Before releasing products on the market, companies conduct much painstaking research, and often adjust their merchandise to customer tastes. Company representatives watch shoppers in stores, distribute questionnaires, visit consumers in their homes and hold forums to study shopper behavior. 


Several years ago, after Procter & Gamble research showed that there is no universal cleaner on the market, the U.S. company introduced Mr. Proper, the Russian version of popular American all-purpose floor cleaner Mr. Clean. The company also found that Russian consumers are very sensitive toward the smell of the products they use. Procter & Gamble adjusts the smell of household products such as laundry detergent, fabric softener and cleanser to make them more attractive.


There is more competition among companies now and a wider range of products, and Russian consumers have become more aware of what they buy, said Dale Clark, a retail and consumer specialist with PricewaterhouseCoopers. Advertising has grown significantly in the past 10 years but accelerated in the last five, he said.


Begemot advertising agency head Yulia Dydichenko said a new trend toward more sophisticated advertising emerged about a year ago.
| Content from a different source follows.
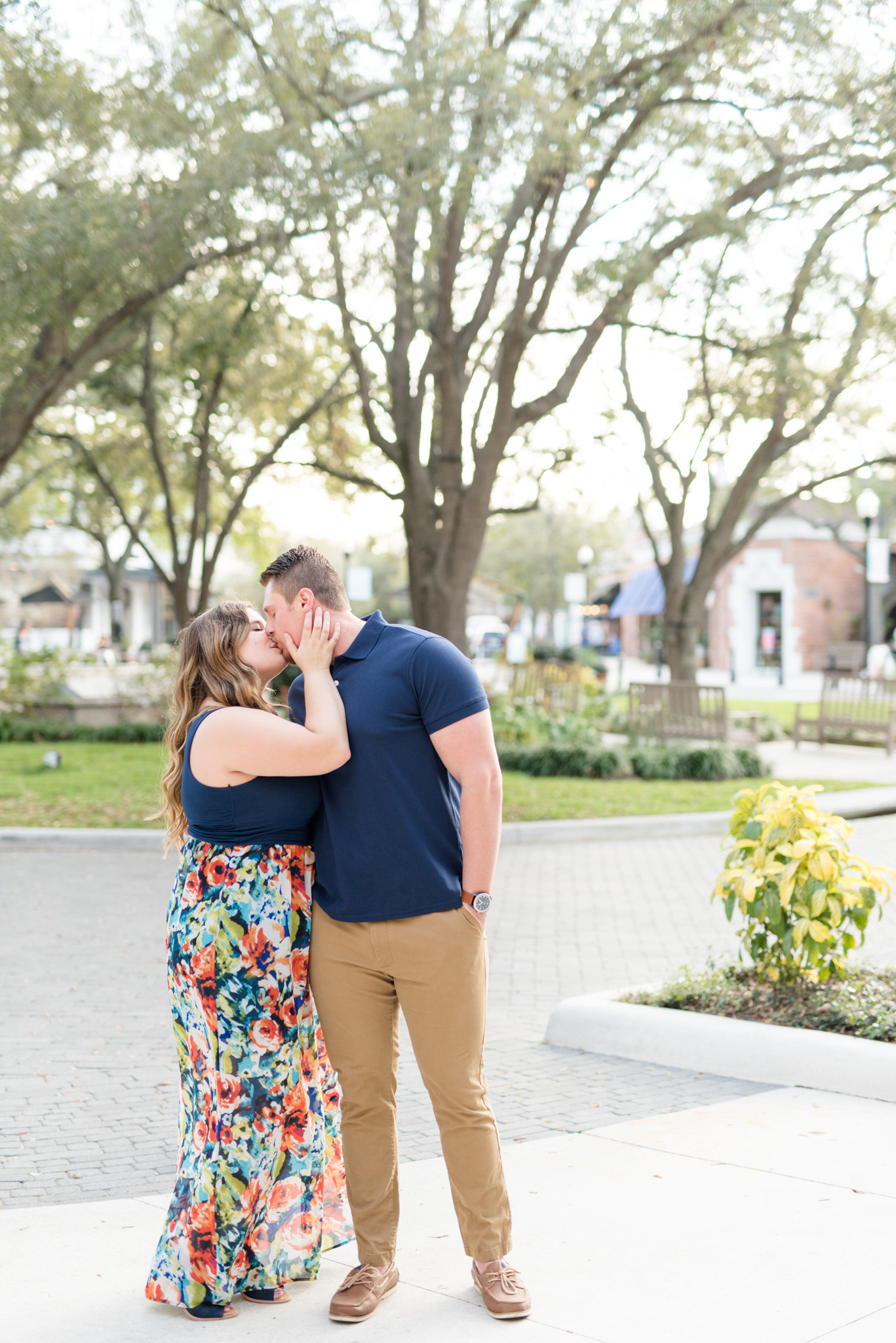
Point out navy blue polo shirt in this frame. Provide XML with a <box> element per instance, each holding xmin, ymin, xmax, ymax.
<box><xmin>289</xmin><ymin>611</ymin><xmax>489</xmax><ymax>923</ymax></box>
New products, such as flower-scented toilet paper and cosmetic products for men, are filling niches that had never existed in the country.


Today’s Russia, in terms of consumerism, is a lot like the post-Reagan United States of the early 1990s, when the vast consumer service industry was in its infancy, Komissarova said. As more products and services are offered, companies will have to continue to innovate or fall behind. Russia will reach Western consumer standards very quickly, said Denis Shirikov, a retail analyst with Nielsen, which tracks consumer habits in more than 100 countries.